ES5.2 RestClient: Content type?


#1

Hi,

So I have been debugging the following server side exception while indexing:

Caused by: com.fasterxml.jackson.core.JsonParseException: Invalid UTF-8 middle byte 0x3f
at [Source: org.elasticsearch.common.bytes.BytesReference$MarkSupportingStreamInputWrapper@323865da; line: 1, column: 873]
at com.fasterxml.jackson.core.JsonParser._constructError(JsonParser.java:1702) ~[jackson-core-2.8.1.jar:2.8.1]
at com.fasterxml.jackson.core.base.ParserMinimalBase._reportError(ParserMinimalBase.java:558) ~[jackson-core-2.8.1.jar:2.8.1]
at com.fasterxml.jackson.core.json.UTF8StreamJsonParser._reportInvalidOther(UTF8StreamJsonParser.java:3548) ~[jackson-core-2.8.1.jar:2.8.1]
at com.fasterxml.jackson.core.json.UTF8StreamJsonParser._reportInvalidOther(UTF8StreamJsonParser.java:3555) ~[jackson-core-2.8.1.jar:2.8.1]
at com.fasterxml.jackson.core.json.UTF8StreamJsonParser._decodeUtf8_2(UTF8StreamJsonParser.java:3329) ~[jackson-core-2.8.1.jar:2.8.1]
at com.fasterxml.jackson.core.json.UTF8StreamJsonParser._finishString2(UTF8StreamJsonParser.java:2513) ~[jackson-core-2.8.1.jar:2.8.1]
at com.fasterxml.jackson.core.json.UTF8StreamJsonParser._finishAndReturnString(UTF8StreamJsonParser.java:2465) ~[jackson-core-2.8.1.jar:2.8.1]
at com.fasterxml.jackson.core.json.UTF8StreamJsonParser.getText(UTF8StreamJsonParser.java:315) ~[jackson-core-2.8.1.jar:2.8.1]
at org.elasticsearch.common.xcontent.json.JsonXContentParser.text(JsonXContentParser.java:83) ~[elasticsearch-5.0.1.jar:5.0.1]
at org.elasticsearch.common.xcontent.support.AbstractXContentParser.textOrNull(AbstractXContentParser.java:199) ~[elasticsearch-5.0.1.jar:5.0.1]
at org.elasticsearch.index.mapper.TextFieldMapper.parseCreateField(TextFieldMapper.java:379) ~[elasticsearch-5.0.1.jar:5.0.1]
at org.elasticsearch.index.mapper.FieldMapper.parse(FieldMapper.java:286) ~[elasticsearch-5.0.1.jar:5.0.1]
... 39 more

I have looked at a few other posts with the obvious response of...you should not be sending invalid UTF-8 characters. The trouble is I am not sure how I am getting these invalid UTF-8 characters. The DB character set is UTF-8 and I am reading and sending a field from the database.
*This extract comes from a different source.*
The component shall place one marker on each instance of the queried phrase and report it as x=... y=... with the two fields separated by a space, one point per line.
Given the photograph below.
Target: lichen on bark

It may be that there invalid UTF-8 characters (I'm still debugging) but I was wondering if the ES5.2 RestClient should be setting content type. I'm not sure exactly if the content type header is automatically set when I call RestClient>>performRequest.

So my question is when using the RestClient should the content type header always be set when sending requests to the server? e.g.

new BasicHeader(HTTP.CONTENT_TYPE, "application/json; charset=UTF-8");

I have set it and it does not seem to do any harm but it has not helped my encoding problem either. Anyway should it be set?

Cheers,

Stuart


#2

Does ElasticSearch assume a certain character set for index and search requests? I read that it assumes JSON content but I cannot find any information about character set.

As far as I can tell the text I am reading from the database is valid UTF8 so something is happening on the sending (RestClient) or receiving side (ElasticSearch).


#3

Ok, so I have solved this as follows (for RestClient):

ContentType ct = ContentType.APPLICATION_JSON.withCharset(Charset.forName("UTF-8"))
HttpEntity requestBody = new StringEntity(jsonMapping, ct);

(system) #4

This topic was automatically closed 28 days after the last reply. New replies are no longer allowed.